Cerbone, l’architetto napoletano alla guida della prevenzione nazionale

C’è un filo che lega Napoli al Consiglio nazionale degli Architetti, Pianificatori, Paesaggisti e Conservatori, ed è quello della prevenzione. L’architetto Antonio Cerbone è stato infatti nominato Delegato esterno della Commissione “Protezione Civile. Prevenzione e gestione eventi calamitosi. Coordinamento emergenze”, un incarico che riconosce anni di impegno sui temi della sicurezza abitativa e che porta a livello nazionale l’esperienza maturata nell’Ordine partenopeo.

Dietro questa nomina c’è una storia fatta di lavoro concreto, sviluppato attraverso la Commissione Sicurezza Abitativa e Protezione Civile dell’Ordine degli Architetti di Napoli e Provincia, che negli ultimi anni ha reso la prevenzione uno dei propri assi portanti.

Cosa significa questa nomina per la protezione civile

Il ruolo affidato a Cerbone tocca uno dei nodi più delicati della gestione del territorio: la capacità di anticipare i rischi prima che diventino emergenze. Una responsabilità che l’architetto ha accolto con parole misurate ma chiare: «Accolgo questo incarico con grande senso di responsabilità e con la consapevolezza dell’importanza del ruolo che mi è stato affidato».

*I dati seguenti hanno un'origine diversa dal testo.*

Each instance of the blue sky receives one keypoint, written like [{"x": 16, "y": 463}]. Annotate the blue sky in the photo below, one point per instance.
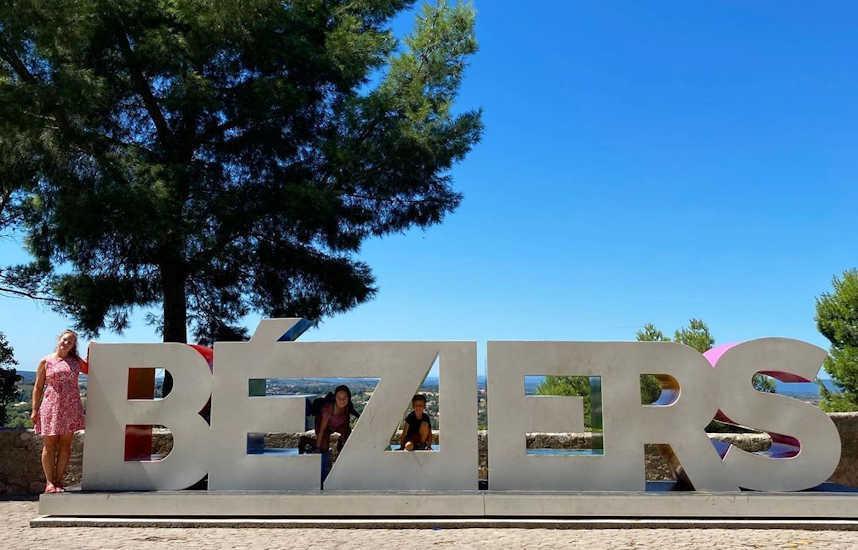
[{"x": 642, "y": 162}]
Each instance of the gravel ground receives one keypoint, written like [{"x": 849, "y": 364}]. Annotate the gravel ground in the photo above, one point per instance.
[{"x": 15, "y": 533}]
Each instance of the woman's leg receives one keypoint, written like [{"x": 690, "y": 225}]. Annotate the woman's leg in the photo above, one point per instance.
[
  {"x": 49, "y": 460},
  {"x": 63, "y": 455},
  {"x": 425, "y": 435}
]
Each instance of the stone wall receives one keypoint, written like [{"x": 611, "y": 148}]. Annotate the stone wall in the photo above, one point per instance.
[{"x": 21, "y": 470}]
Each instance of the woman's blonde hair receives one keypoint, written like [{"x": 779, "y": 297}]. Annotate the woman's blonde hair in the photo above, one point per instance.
[{"x": 72, "y": 352}]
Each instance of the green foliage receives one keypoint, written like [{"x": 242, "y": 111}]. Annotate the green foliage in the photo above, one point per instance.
[
  {"x": 695, "y": 335},
  {"x": 570, "y": 386},
  {"x": 9, "y": 378},
  {"x": 219, "y": 158},
  {"x": 837, "y": 320},
  {"x": 650, "y": 387}
]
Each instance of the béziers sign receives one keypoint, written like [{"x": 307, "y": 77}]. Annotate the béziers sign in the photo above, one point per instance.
[{"x": 219, "y": 450}]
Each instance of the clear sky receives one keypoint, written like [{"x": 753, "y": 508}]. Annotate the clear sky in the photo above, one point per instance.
[{"x": 642, "y": 162}]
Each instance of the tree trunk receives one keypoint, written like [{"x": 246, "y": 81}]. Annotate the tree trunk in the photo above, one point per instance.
[{"x": 175, "y": 303}]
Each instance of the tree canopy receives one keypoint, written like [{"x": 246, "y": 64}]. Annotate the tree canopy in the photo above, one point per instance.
[
  {"x": 695, "y": 335},
  {"x": 9, "y": 378},
  {"x": 837, "y": 320},
  {"x": 219, "y": 158}
]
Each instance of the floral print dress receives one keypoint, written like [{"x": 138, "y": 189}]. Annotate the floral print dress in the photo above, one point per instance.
[{"x": 61, "y": 411}]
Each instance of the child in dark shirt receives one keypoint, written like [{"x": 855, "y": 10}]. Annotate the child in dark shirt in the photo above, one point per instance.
[{"x": 417, "y": 435}]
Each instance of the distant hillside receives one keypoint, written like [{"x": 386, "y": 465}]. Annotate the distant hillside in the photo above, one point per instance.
[
  {"x": 27, "y": 376},
  {"x": 793, "y": 389}
]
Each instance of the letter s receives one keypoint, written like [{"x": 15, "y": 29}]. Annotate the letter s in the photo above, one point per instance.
[{"x": 819, "y": 439}]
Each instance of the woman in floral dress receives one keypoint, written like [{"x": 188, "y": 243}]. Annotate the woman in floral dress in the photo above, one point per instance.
[{"x": 57, "y": 410}]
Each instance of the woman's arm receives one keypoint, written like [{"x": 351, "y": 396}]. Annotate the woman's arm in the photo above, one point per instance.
[
  {"x": 323, "y": 425},
  {"x": 38, "y": 390},
  {"x": 84, "y": 363}
]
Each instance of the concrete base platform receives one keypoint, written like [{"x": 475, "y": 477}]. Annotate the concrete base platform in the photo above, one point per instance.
[
  {"x": 444, "y": 523},
  {"x": 325, "y": 508}
]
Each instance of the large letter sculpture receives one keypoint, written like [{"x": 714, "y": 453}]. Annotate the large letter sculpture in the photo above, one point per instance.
[
  {"x": 238, "y": 412},
  {"x": 364, "y": 462},
  {"x": 109, "y": 412},
  {"x": 628, "y": 424},
  {"x": 816, "y": 434}
]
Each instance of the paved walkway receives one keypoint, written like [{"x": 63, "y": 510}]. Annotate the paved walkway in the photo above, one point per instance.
[{"x": 15, "y": 533}]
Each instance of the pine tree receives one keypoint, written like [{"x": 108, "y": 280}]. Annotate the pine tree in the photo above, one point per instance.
[{"x": 219, "y": 158}]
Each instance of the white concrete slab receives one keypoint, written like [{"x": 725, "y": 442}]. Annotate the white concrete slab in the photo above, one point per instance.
[
  {"x": 465, "y": 504},
  {"x": 262, "y": 504},
  {"x": 673, "y": 505},
  {"x": 445, "y": 523}
]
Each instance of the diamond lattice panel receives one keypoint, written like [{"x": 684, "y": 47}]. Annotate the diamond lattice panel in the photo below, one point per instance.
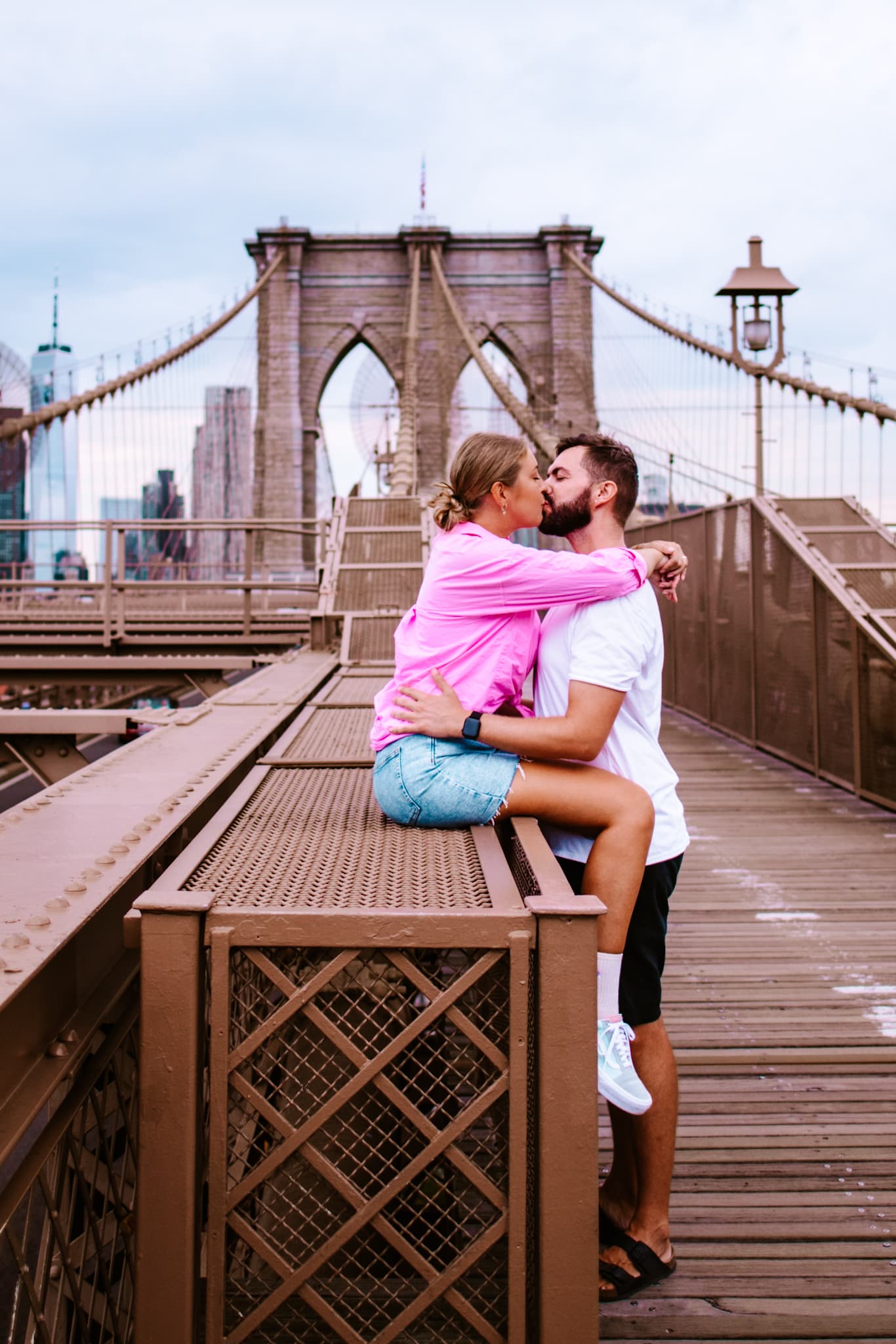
[
  {"x": 367, "y": 1145},
  {"x": 316, "y": 839}
]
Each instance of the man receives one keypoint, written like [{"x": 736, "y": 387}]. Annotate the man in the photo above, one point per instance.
[
  {"x": 617, "y": 647},
  {"x": 598, "y": 699}
]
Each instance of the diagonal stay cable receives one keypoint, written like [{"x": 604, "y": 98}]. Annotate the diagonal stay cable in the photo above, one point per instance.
[
  {"x": 774, "y": 375},
  {"x": 11, "y": 429}
]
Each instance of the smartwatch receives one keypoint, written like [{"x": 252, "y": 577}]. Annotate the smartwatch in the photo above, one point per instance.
[{"x": 472, "y": 726}]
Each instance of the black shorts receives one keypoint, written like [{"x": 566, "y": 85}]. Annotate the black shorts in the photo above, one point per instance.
[{"x": 645, "y": 949}]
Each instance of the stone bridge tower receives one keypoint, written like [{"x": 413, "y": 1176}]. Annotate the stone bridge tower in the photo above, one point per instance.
[{"x": 339, "y": 289}]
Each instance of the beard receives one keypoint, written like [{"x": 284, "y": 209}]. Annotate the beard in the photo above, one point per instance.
[{"x": 562, "y": 519}]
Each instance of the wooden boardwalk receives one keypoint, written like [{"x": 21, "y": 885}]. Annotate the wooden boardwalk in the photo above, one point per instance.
[{"x": 781, "y": 1000}]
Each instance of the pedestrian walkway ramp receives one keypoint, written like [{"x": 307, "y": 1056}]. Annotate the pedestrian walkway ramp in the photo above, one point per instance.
[
  {"x": 785, "y": 635},
  {"x": 779, "y": 995}
]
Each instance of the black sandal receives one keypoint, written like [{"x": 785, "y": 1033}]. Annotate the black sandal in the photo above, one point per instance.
[{"x": 625, "y": 1284}]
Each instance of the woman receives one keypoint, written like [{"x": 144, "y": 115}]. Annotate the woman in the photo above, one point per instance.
[{"x": 476, "y": 620}]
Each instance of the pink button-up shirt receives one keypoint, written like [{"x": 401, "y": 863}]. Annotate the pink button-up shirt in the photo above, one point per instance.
[{"x": 476, "y": 621}]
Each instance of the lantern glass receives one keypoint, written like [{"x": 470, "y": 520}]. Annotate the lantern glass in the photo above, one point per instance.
[{"x": 758, "y": 333}]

Il messaggio centrale della sua visione è semplice quanto radicale: non basta essere pronti a intervenire, bisogna lavorare perché non si arrivi mai a doverlo fare. «Intervenire tempestivamente è fondamentale, ma prevenire è essenziale», ha spiegato. «Dobbiamo costruire una cultura della sicurezza capace di tutelare persone, famiglie e comunità prima che si verifichino le emergenze».

Le lezioni dalle emergenze internazionali

Cerbone guarda anche oltre i confini nazionali per motivare l’urgenza del suo impegno. Le immagini che arrivano dalle regioni del mondo colpite da calamità naturali, secondo l’architetto, raccontano una verità che non si può derubricare a fatalità: servono investimenti costanti nella riduzione del rischio e una diffusione più ampia delle buone pratiche, sia tecniche che gestionali.

Sicurezza abitativa: una responsabilità che va oltre la tecnica

Uno dei passaggi più significativi delle dichiarazioni dell’architetto riguarda il modo in cui intende la sicurezza delle abitazioni. Per Cerbone non si tratta soltanto di normative da rispettare o calcoli strutturali da verificare. «La sicurezza abitativa non è soltanto una questione tecnica, ma un dovere civile e morale», ha detto. «Significa proteggere vite umane e contribuire a costruire territori più resilienti».

Una lettura che restituisce alla professione dell’architetto un ruolo sociale, oltre che tecnico: quello di chi progetta pensando prima di tutto alle persone che vivranno gli spazi costruiti.

Il riconoscimento a chi ha reso possibile questo percorso

Cerbone ha voluto condividere il valore di questa nomina con chi lo ha accompagnato nel percorso professionale. «Desidero ringraziare il Consiglio dell’Ordine, il past president napoletano Lorenzo Capobianco, il presidente Alessandro Panci e il Consiglio nazionale per la fiducia accordatami», ha affermato, richiamando l’importanza di un lavoro costruito insieme, non da solo.

Prevenzione come investimento sul futuro

A chiudere il suo intervento, l’architetto ha scelto parole che sintetizzano l’intero senso del nuovo incarico: «Affronterò questo incarico con spirito di servizio e massimo impegno, nella convinzione che la prevenzione sia il più autentico investimento sul futuro delle nostre comunità».

Una dichiarazione che assume il valore di un impegno pubblico: portare a livello nazionale un modo di intendere la protezione civile che a Napoli è già diventato prassi quotidiana, con l’obiettivo di renderlo patrimonio comune dell’intero Paese.